19 August 2020

How much money do you really need to retire?

In the light of falling investment returns, many people approaching retirement are wondering if they will ever be able to afford to stop working. The last few years of working life, after paying off the mortgage, are the years when the focus is on building up savings for retirement. Low investment returns certainly have an impact on how quickly a nest egg increases in value, leaving many near-retirees disappointed with the value of their investment portfolios and wondering whether they will have enough.

So how much money do you need to be able to retire comfortably? It depends! There are a number of factors to be considered.

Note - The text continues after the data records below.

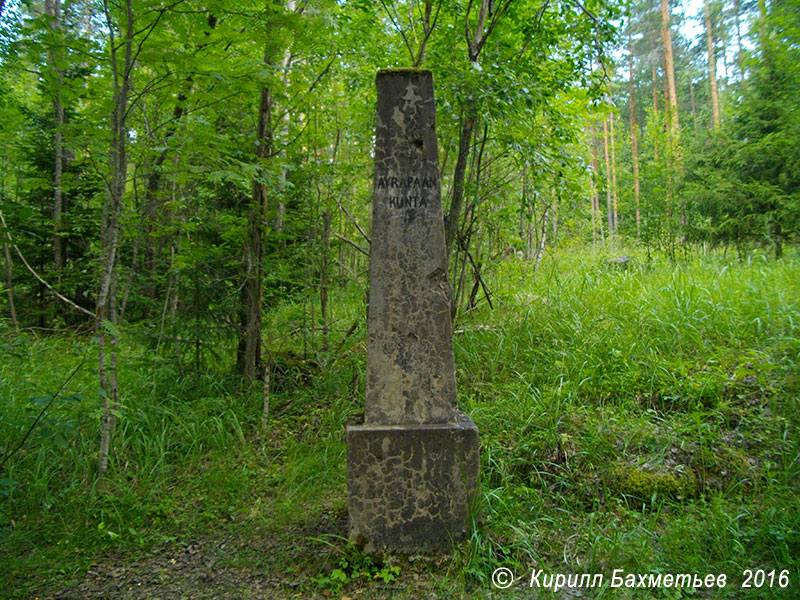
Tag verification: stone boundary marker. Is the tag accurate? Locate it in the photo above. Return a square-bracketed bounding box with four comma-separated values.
[347, 69, 479, 553]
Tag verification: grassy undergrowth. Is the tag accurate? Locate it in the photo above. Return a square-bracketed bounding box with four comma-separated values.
[0, 246, 800, 598]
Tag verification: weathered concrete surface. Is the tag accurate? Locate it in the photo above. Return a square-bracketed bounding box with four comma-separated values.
[347, 413, 479, 554]
[364, 69, 456, 425]
[347, 69, 479, 553]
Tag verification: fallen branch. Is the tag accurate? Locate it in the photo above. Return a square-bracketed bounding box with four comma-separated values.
[0, 210, 97, 319]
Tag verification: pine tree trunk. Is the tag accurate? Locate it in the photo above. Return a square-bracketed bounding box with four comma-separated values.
[652, 63, 658, 161]
[45, 0, 66, 272]
[703, 0, 720, 131]
[608, 110, 619, 233]
[628, 46, 642, 238]
[95, 0, 134, 478]
[661, 0, 680, 138]
[603, 117, 614, 237]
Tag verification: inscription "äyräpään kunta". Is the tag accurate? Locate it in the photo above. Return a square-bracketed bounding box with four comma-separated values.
[375, 176, 438, 189]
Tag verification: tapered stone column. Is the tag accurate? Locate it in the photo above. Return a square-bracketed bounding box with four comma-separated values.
[347, 69, 479, 553]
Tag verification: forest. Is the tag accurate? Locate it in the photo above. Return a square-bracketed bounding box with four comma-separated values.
[0, 0, 800, 600]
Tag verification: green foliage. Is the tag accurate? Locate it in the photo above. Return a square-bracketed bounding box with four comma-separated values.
[0, 250, 800, 597]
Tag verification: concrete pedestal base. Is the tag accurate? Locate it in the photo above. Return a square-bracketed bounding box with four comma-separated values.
[347, 412, 479, 554]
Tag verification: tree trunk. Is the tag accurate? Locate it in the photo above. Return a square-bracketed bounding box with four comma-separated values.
[533, 204, 550, 273]
[628, 41, 642, 238]
[319, 210, 331, 352]
[652, 63, 658, 161]
[3, 240, 19, 329]
[703, 0, 720, 131]
[95, 0, 134, 478]
[45, 0, 66, 272]
[592, 123, 605, 242]
[603, 117, 614, 237]
[244, 75, 272, 382]
[608, 110, 619, 233]
[444, 115, 475, 257]
[661, 0, 680, 137]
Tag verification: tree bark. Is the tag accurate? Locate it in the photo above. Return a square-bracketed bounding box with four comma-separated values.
[45, 0, 66, 272]
[444, 115, 475, 257]
[628, 45, 642, 238]
[703, 0, 720, 131]
[603, 117, 614, 237]
[444, 0, 511, 259]
[3, 240, 19, 329]
[608, 109, 619, 233]
[661, 0, 680, 138]
[243, 74, 272, 382]
[319, 210, 331, 352]
[95, 0, 134, 478]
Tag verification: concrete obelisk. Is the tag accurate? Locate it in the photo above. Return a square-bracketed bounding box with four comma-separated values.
[347, 69, 479, 553]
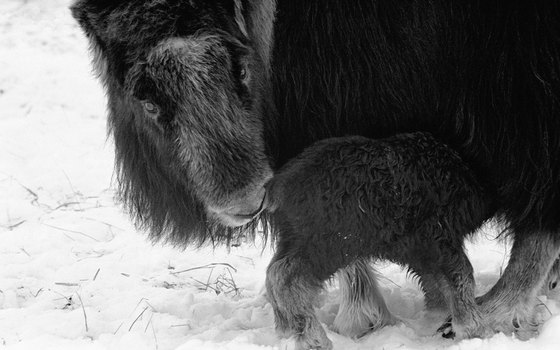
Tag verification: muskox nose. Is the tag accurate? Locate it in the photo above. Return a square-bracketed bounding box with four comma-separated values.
[210, 187, 267, 227]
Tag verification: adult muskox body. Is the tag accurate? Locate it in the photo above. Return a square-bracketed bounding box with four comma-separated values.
[74, 0, 560, 344]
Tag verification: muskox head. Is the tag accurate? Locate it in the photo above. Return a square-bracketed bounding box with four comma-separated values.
[72, 0, 273, 243]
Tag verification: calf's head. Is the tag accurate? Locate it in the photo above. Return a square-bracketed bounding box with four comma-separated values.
[72, 0, 271, 243]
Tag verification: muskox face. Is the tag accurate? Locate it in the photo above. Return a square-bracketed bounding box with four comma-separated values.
[72, 0, 271, 241]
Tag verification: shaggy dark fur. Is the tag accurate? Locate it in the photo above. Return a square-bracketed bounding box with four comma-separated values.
[73, 0, 560, 342]
[267, 133, 493, 349]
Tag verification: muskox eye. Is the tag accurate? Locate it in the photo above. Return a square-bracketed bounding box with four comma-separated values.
[142, 101, 159, 117]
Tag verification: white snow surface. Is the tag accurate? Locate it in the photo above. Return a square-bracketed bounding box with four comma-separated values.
[0, 0, 560, 350]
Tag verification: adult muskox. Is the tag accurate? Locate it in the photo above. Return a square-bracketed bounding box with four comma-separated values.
[73, 0, 560, 344]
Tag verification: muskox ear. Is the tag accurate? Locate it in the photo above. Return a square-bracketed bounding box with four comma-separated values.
[234, 0, 249, 38]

At what age do you intend to retire?

It is increasingly common for people over the age of 65 to keep working, either full-time or part time. The age of retirement is not 65, it is the time at which you begin using your investments to provide money to live on. Obviously the longer you keep working, the shorter your retirement will be and the less money you will need.

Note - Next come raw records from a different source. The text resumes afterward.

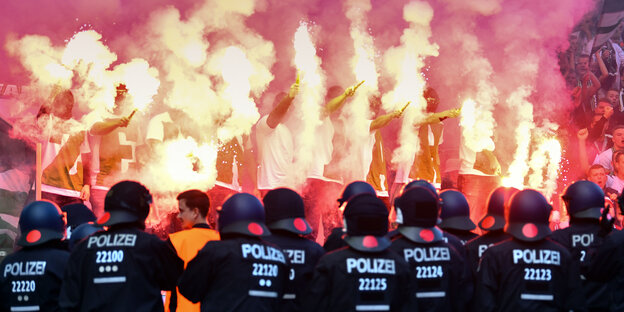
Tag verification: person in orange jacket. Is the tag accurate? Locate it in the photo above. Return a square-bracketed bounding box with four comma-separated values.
[165, 190, 220, 312]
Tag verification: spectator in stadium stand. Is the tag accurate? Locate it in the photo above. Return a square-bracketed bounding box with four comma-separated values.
[593, 125, 624, 173]
[256, 82, 299, 196]
[37, 88, 91, 207]
[89, 84, 144, 218]
[165, 190, 219, 312]
[178, 193, 289, 311]
[606, 150, 624, 195]
[574, 54, 600, 128]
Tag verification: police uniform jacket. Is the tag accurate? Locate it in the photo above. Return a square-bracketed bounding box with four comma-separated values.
[584, 231, 624, 311]
[265, 230, 325, 311]
[60, 224, 184, 312]
[323, 227, 347, 252]
[444, 229, 479, 245]
[465, 230, 511, 273]
[178, 233, 288, 312]
[0, 241, 69, 311]
[302, 247, 418, 311]
[550, 219, 609, 310]
[442, 230, 467, 259]
[390, 235, 474, 311]
[475, 238, 585, 312]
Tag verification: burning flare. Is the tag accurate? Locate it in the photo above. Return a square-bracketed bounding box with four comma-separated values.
[289, 22, 325, 185]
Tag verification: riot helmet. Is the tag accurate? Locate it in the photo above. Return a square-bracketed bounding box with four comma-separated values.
[343, 193, 390, 252]
[505, 189, 552, 242]
[217, 193, 271, 236]
[262, 188, 312, 235]
[17, 200, 65, 247]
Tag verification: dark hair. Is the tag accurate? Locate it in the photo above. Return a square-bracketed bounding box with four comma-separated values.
[587, 164, 605, 176]
[611, 150, 624, 171]
[176, 190, 210, 218]
[611, 125, 624, 134]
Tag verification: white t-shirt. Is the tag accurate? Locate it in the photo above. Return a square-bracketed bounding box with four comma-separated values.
[593, 148, 613, 173]
[256, 115, 294, 190]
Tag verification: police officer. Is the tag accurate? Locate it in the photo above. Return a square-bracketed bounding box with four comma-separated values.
[551, 181, 609, 311]
[388, 180, 466, 258]
[263, 188, 325, 311]
[302, 193, 417, 311]
[323, 181, 377, 252]
[466, 186, 518, 272]
[439, 190, 479, 245]
[178, 193, 288, 311]
[390, 186, 473, 311]
[0, 200, 69, 311]
[475, 189, 584, 311]
[582, 196, 624, 311]
[60, 181, 183, 311]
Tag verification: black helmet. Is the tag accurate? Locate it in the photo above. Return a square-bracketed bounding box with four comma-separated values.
[69, 223, 104, 250]
[403, 179, 440, 198]
[479, 186, 518, 231]
[394, 186, 443, 243]
[505, 189, 552, 242]
[343, 193, 390, 252]
[218, 193, 271, 236]
[338, 181, 377, 206]
[262, 188, 312, 235]
[17, 200, 65, 246]
[440, 190, 477, 231]
[97, 181, 152, 226]
[561, 180, 605, 219]
[61, 203, 96, 229]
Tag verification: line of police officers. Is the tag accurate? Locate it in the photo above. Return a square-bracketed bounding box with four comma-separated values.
[0, 181, 624, 311]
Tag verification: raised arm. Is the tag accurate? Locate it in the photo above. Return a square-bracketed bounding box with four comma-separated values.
[267, 81, 299, 129]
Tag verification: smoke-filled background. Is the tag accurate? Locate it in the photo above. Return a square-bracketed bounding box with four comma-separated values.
[0, 0, 596, 225]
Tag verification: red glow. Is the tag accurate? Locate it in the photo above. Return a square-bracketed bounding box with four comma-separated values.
[418, 229, 434, 242]
[293, 218, 308, 232]
[362, 235, 379, 248]
[481, 216, 496, 229]
[26, 230, 41, 243]
[522, 223, 538, 238]
[247, 222, 264, 235]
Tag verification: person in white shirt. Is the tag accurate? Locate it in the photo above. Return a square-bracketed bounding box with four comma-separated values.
[256, 82, 299, 197]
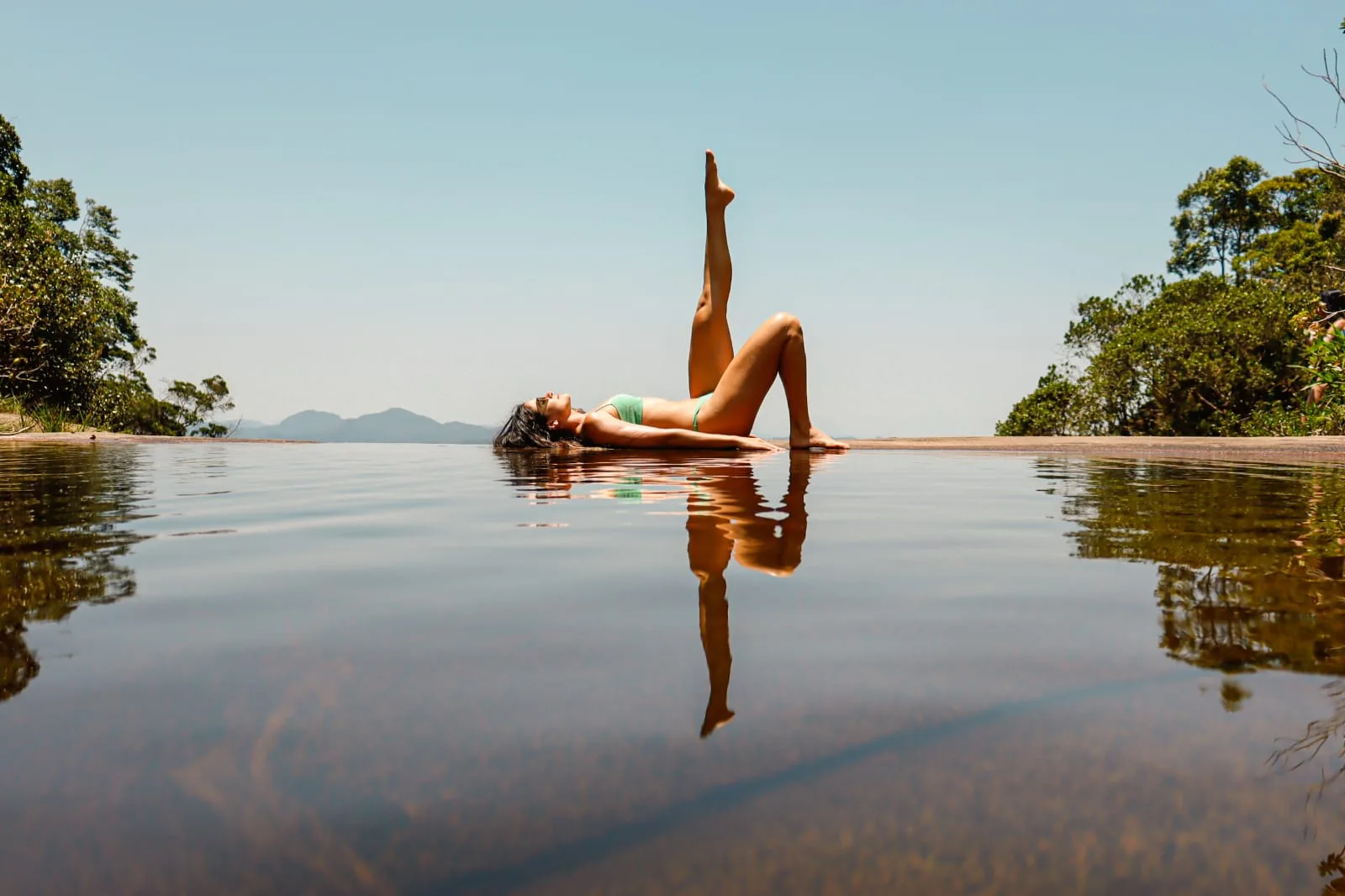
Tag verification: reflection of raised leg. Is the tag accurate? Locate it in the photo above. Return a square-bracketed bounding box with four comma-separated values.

How much money do you need to cover your weekly living expenses?

Some people live a lot more frugally than others. In retirement, assuming you are living in a mortgage-free home, your biggest weekly expense is food. A champagne and caviar lifestyle can significantly increase your weekly expenses and therefore the amount of money you need to fund your retirement. Spending on non-essentials such as entertainment and expensive clothes can blow your budget, leaving you less to spend on other, more important things.

Every year, Massey University researches the weekly living costs for singles and couples in retirement. The research shows a big variation in spending with some couples living on not much more than NZ Superannuation and others spending up to $800 a week more.

Where do you live?

Living in a big city is much more expensive than living in a provincial town. The cost of housing, including rates and insurance, is generally higher in cities, then there are increased transport costs, and the different lifestyle. Life in a provincial town offers fewer temptations and less peer pressure to spend. The Massey University study shows that city couples spend around $300 per week more than those in provincial areas.

What are your spending plans for ‘big ticket’ items in retirement?

Prior to Covid-19, travel was top of the list of spending priorities for most retirees. However, not everyone wants to travel and those who do, have different preferences. Some prefer to stick close to home, making small, less expensive trips throughout Australasia and the Pacific Islands, while others may have family living in Europe and the UK to visit at a much greater cost.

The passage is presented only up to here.